Curating Efficient Distributed Application Runtime (Dapr) Workflows

Distributed Application Runtime (Dapr) is a portable and event-driven runtime that commoditizes some of the problems developers face with distributed systems and microservices daily.

Imagine there are 3-4 different microservices. As part of communication between these services, developers must think about:

These challenges are recurring, but with Dapr's Service-to-Service Invocation building block, they are seamlessly abstracted.

Dapr divides such capabilities into components that can be invoked using a building block, aka API.

Components Overview

Below mentioned are a subset of components that Dapr supports. 

Component Description
Service-to-Service  Facilitates communication between microservices: It encapsulates handling failures, observability, and applying policies (responsible for enforcing restrictions on who is allowed to call)
Secrets Facilitate communication with cloud secrets and Kubernetes secrets provider stores
Workflows With the Workflows component, developers can run long-running workloads distributed across nodes.
Publish/Subscribe Similar to the producer/consumer pattern, with this component messages can be produced to a topic and listeners can consume from the subscribed topic.

Let's dive into the workflow component.

Workflow Component

Problem

An example of a simple Workflow can be a scheduled job that moves data between data sources. The complexity increases when child workflows must be triggered as part of the parent workflow and the workflow author also becomes responsible for saving, resuming, and maintaining the state and the schema.

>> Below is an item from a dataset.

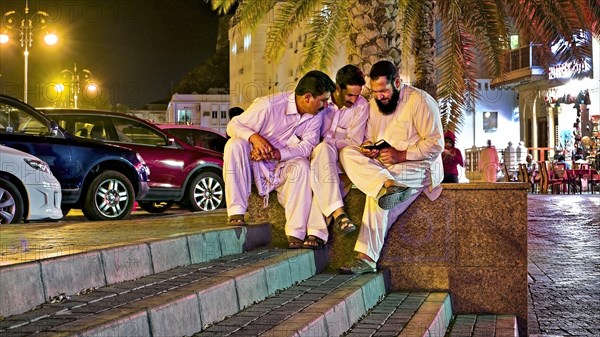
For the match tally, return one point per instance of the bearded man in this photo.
(400, 158)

With the Dapr Workflow component, most of the state management is abstracted out, allowing developers to focus only on the business logic.

Key Terms

Workflow will compromise both these activities.

Workflow Patterns

Pattern 1

Workflow pattern 1

The parent workflow parallelly schedules multiple child activities.

Pattern 2

Workflow pattern 2

In this scenario, the workflow schedules Activity 1 and then passes its output to Activity 2 for further processing.

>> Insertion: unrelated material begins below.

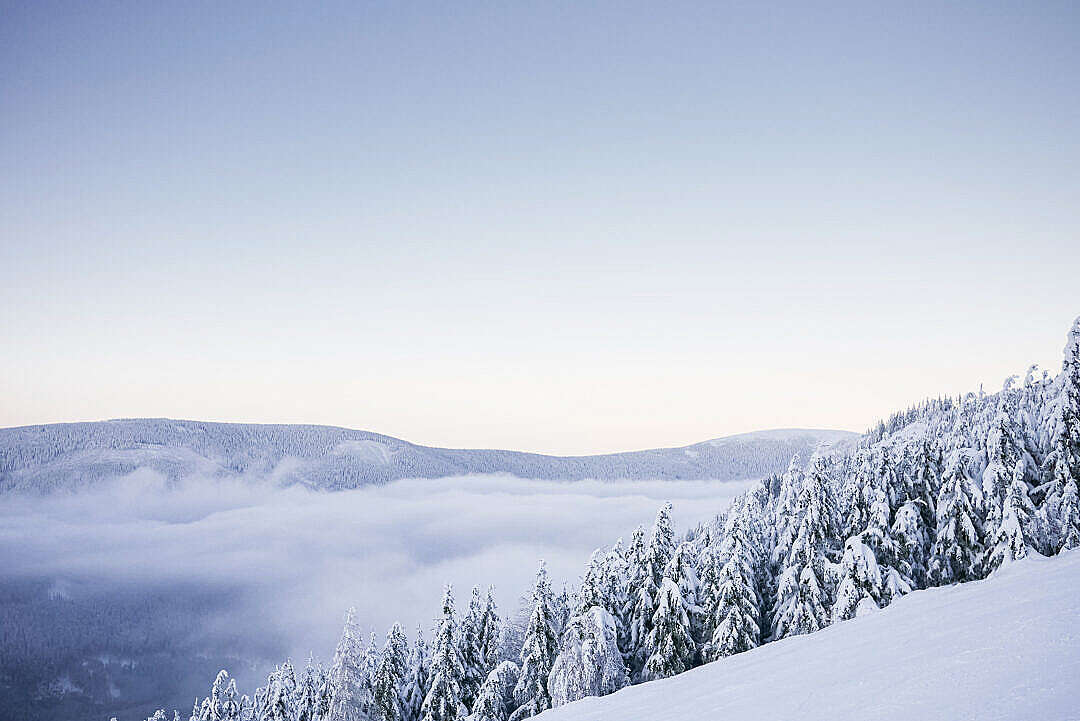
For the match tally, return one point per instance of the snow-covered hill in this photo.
(1003, 648)
(71, 454)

Pattern 3Workflow pattern 3

Here, the parent workflow schedules another child workflow which in turn schedules some activities.

Example

Let's explore an example using C# and Dapr to schedule workflows that read data from Blob storage.

Step 1

Import the Dapr packages into csproj.

XML
 
<ItemGroup>
  # https://www.nuget.org/packages/Dapr.AspNetCore
  <PackageReference Include="Dapr.AspNetCore" Version="1.14.0" ></PackageReference>
  # https://www.nuget.org/packages/Dapr.Workflow
  <PackageReference Include="Dapr.Workflow" Version="1.14.0" ></PackageReference>
</ItemGroup>


Step 2: Configuring Workflow and Activity

  1. Add workflow and activities to the Dapr Workflow extension.
  2. "Register Workflow" is used to register workflows.
  3. "Register Activity" is used to register activity.
C#
 
/// <summary>
 /// Configure workflow extension.
 /// </summary>
 public static class DaprConfigurationExtension
 {
     /// <summary>
     /// Configure Workflow extension.
     /// </summary>
     /// <param name="services">services.</param>
     /// <returns>IServiceCollection.</returns>
     public static IServiceCollection ConfigureDaprWorkflows(this IServiceCollection services)
     {
         services.AddDaprWorkflow(options =>
         {
             // Note that it's also possible to register a lambda function as the workflow
             // or activity implementation instead of a class.
             options.RegisterWorkflow<BlobOrchestrationWorkflow>();

             // These are the activities that get invoked by the Dapr workflow(s).
             options.RegisterActivity<BlobDataFetchActivity>();
         });

         return services;
     }
 }


Step 3: Writing the First Workflow

The Blob Orchestration Workflow implements Workflow coming from Dapr NuGet with input and output parameters. 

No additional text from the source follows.